To specify the encodings to use, add the following lines to your
`config/config.exs` and recompile:

```elixir
    use Mix.Config
    config :codepagex, :encodings, [:ascii]
```

This will add only the ASCII encoding, as specified by it's shorthand alias.
Any number of encodings may be specified like this in the list. The list may
contain strings, atoms or regular expressions that match either an alias or a
full encoding name, eg:

```elixir
    use Mix.Config
    config :codepagex, :encodings, [
      :ascii,           # by alias name
      ~r[iso8859]i,     # by a regex matching the full name
      "ETSI/GSM0338",   # by the full name as a string
      :"MISC/CP856"     # by a full name as an atom
    ]
```

After modifying the encodings list in the configuration, always make sure to run the following or the encodings you specified will not be compiled in:

```bash
mix deps.compile codepagex --force
```

This is necessary due to the fact that `Codepagex`'s configuration changes are not picked up automatically when it's a dependency in another project.

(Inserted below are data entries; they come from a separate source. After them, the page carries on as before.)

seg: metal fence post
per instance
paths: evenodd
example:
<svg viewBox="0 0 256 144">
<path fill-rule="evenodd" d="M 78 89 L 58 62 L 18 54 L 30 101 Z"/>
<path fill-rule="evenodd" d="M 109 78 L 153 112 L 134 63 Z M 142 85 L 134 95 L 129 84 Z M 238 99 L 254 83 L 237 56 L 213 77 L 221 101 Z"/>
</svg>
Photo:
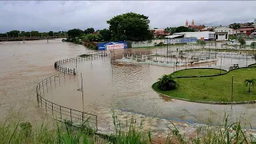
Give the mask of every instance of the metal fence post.
<svg viewBox="0 0 256 144">
<path fill-rule="evenodd" d="M 83 124 L 83 112 L 82 112 L 82 123 Z"/>
<path fill-rule="evenodd" d="M 71 120 L 71 122 L 72 122 L 72 109 L 70 109 L 70 120 Z"/>
<path fill-rule="evenodd" d="M 51 114 L 54 116 L 54 103 L 51 102 Z"/>
<path fill-rule="evenodd" d="M 61 115 L 61 120 L 62 121 L 62 106 L 59 106 L 59 114 L 60 114 L 60 115 Z"/>
<path fill-rule="evenodd" d="M 98 131 L 98 116 L 96 115 L 96 131 Z"/>
</svg>

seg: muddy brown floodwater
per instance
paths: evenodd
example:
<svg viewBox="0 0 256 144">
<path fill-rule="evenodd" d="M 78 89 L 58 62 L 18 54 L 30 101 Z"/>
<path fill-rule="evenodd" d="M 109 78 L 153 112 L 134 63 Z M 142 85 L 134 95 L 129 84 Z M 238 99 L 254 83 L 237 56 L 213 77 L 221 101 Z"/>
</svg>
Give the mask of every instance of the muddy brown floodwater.
<svg viewBox="0 0 256 144">
<path fill-rule="evenodd" d="M 162 49 L 164 50 L 164 49 Z M 155 50 L 134 49 L 126 52 L 146 53 Z M 54 69 L 54 62 L 59 59 L 75 57 L 88 52 L 84 46 L 62 42 L 60 39 L 2 42 L 0 44 L 0 95 L 1 115 L 4 118 L 8 110 L 24 111 L 30 119 L 40 119 L 43 112 L 35 108 L 36 84 L 47 76 L 59 73 Z M 115 58 L 121 58 L 122 50 L 115 50 Z M 254 61 L 248 61 L 250 64 Z M 245 66 L 244 59 L 222 58 L 223 69 L 231 63 Z M 75 62 L 65 64 L 75 68 Z M 176 121 L 206 123 L 222 121 L 224 114 L 230 114 L 233 118 L 244 118 L 256 127 L 256 104 L 210 105 L 171 99 L 156 94 L 151 86 L 162 74 L 170 74 L 172 67 L 148 64 L 111 65 L 110 58 L 101 58 L 77 63 L 78 74 L 66 76 L 60 85 L 53 86 L 45 94 L 46 99 L 64 106 L 85 110 L 100 114 L 103 108 L 114 107 L 124 111 L 139 113 Z M 215 62 L 194 66 L 195 67 L 220 67 L 220 58 Z M 178 66 L 177 70 L 185 67 Z M 81 76 L 84 87 L 84 106 L 82 106 Z M 39 113 L 39 114 L 38 114 Z"/>
<path fill-rule="evenodd" d="M 137 54 L 148 53 L 148 50 L 127 50 Z M 116 58 L 121 58 L 124 50 L 115 51 Z M 232 63 L 245 66 L 245 59 L 222 58 L 222 69 L 228 69 Z M 194 66 L 195 67 L 220 67 L 220 58 L 215 62 Z M 248 60 L 247 64 L 254 60 Z M 75 68 L 75 62 L 65 65 Z M 151 86 L 162 74 L 173 72 L 172 67 L 148 64 L 111 65 L 110 58 L 96 58 L 78 62 L 76 78 L 66 78 L 64 82 L 46 94 L 47 99 L 62 106 L 82 110 L 81 77 L 84 90 L 84 110 L 100 115 L 100 110 L 106 107 L 170 120 L 206 123 L 222 122 L 225 113 L 232 118 L 246 118 L 253 126 L 256 125 L 255 104 L 249 105 L 210 105 L 171 99 L 156 94 Z M 178 70 L 185 67 L 178 66 Z M 244 121 L 243 121 L 244 122 Z"/>
<path fill-rule="evenodd" d="M 82 46 L 61 39 L 2 42 L 0 44 L 0 119 L 14 111 L 30 121 L 44 118 L 36 108 L 35 86 L 47 76 L 59 73 L 55 61 L 88 51 Z"/>
</svg>

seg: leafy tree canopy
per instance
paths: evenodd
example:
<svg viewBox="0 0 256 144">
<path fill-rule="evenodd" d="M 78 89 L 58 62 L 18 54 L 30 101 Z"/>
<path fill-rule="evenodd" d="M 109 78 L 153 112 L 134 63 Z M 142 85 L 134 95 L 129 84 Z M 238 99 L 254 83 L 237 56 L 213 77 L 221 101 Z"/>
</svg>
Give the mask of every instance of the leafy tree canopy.
<svg viewBox="0 0 256 144">
<path fill-rule="evenodd" d="M 108 29 L 99 30 L 99 34 L 102 35 L 102 40 L 104 42 L 108 42 L 111 39 L 111 32 Z"/>
<path fill-rule="evenodd" d="M 83 34 L 83 31 L 80 29 L 73 29 L 67 31 L 67 34 L 70 38 L 79 37 Z"/>
<path fill-rule="evenodd" d="M 149 31 L 148 17 L 136 13 L 126 13 L 114 16 L 106 22 L 113 41 L 146 41 L 153 38 L 153 33 Z"/>
<path fill-rule="evenodd" d="M 177 27 L 166 27 L 165 29 L 165 31 L 170 32 L 170 34 L 173 34 L 174 33 L 176 33 Z"/>
<path fill-rule="evenodd" d="M 84 32 L 86 34 L 93 34 L 94 32 L 94 29 L 93 27 L 88 28 L 88 29 L 85 30 Z"/>
</svg>

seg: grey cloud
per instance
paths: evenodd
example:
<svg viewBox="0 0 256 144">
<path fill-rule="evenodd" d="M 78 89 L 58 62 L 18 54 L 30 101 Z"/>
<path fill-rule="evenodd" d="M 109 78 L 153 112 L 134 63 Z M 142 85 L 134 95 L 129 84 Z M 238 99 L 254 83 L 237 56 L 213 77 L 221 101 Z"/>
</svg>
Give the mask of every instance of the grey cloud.
<svg viewBox="0 0 256 144">
<path fill-rule="evenodd" d="M 107 28 L 113 16 L 135 12 L 149 16 L 151 27 L 252 22 L 254 1 L 0 1 L 0 33 Z"/>
</svg>

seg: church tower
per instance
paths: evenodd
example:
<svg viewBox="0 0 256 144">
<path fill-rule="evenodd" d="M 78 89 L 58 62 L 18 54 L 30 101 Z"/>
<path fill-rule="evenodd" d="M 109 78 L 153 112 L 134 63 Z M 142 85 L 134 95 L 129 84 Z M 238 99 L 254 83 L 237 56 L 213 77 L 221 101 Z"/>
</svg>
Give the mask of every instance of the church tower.
<svg viewBox="0 0 256 144">
<path fill-rule="evenodd" d="M 192 27 L 194 26 L 194 19 L 192 20 L 191 26 L 192 26 Z"/>
<path fill-rule="evenodd" d="M 187 22 L 187 20 L 186 21 L 186 27 L 189 26 L 189 22 Z"/>
</svg>

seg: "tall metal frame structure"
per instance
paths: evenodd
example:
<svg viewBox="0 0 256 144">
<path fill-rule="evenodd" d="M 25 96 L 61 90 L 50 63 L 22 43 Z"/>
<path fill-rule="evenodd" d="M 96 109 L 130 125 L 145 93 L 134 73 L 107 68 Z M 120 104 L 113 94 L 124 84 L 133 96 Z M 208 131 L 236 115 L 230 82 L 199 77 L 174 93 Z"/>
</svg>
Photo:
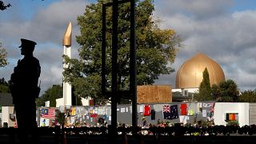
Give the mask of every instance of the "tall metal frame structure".
<svg viewBox="0 0 256 144">
<path fill-rule="evenodd" d="M 118 90 L 118 5 L 130 2 L 130 90 Z M 112 6 L 112 79 L 111 91 L 106 90 L 106 8 Z M 129 95 L 132 101 L 132 126 L 138 126 L 137 114 L 137 70 L 136 70 L 136 48 L 135 48 L 135 2 L 134 0 L 113 0 L 113 2 L 102 5 L 102 94 L 111 96 L 111 126 L 109 133 L 117 134 L 117 100 L 119 95 Z"/>
</svg>

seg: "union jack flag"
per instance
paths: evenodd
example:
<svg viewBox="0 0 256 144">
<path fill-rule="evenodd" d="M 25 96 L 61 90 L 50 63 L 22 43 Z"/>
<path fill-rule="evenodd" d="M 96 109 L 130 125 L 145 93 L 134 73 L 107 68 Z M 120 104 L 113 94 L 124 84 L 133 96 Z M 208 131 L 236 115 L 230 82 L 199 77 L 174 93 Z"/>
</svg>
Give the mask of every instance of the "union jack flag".
<svg viewBox="0 0 256 144">
<path fill-rule="evenodd" d="M 163 106 L 162 107 L 162 112 L 164 113 L 170 113 L 170 106 Z"/>
</svg>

Credit for the find goes to @michalmuskala here: https://elixirforum.com/t/sharing-with-the-community-text-transcoding-libraries/17962/2

The encodings that are known to require very long compile times are:

- VENDORS/MISC/KPS9566
- VENDORS/MICSFT/WINDOWS/CP932
- VENDORS/MICSFT/WINDOWS/CP936
- VENDORS/MICSFT/WINDOWS/CP949
- VENDORS/MICSFT/WINDOWS/CP950

## TODO

- A few encodings are not yet supported for different reasons. In particular
  the asian and arab ones with left-right and up-down variations.
- Test Elixir function specs
- Benchmarking vs `iconv` native libraries
- Support for iolists
- when converting sections of a string that are unchanged, return the original
  input. Consider using iolists to return the values so that chunks may be
  saved continuously
- lazy converter to get n characters / codepoints
- function to drop n characters and take n characters (and slice?)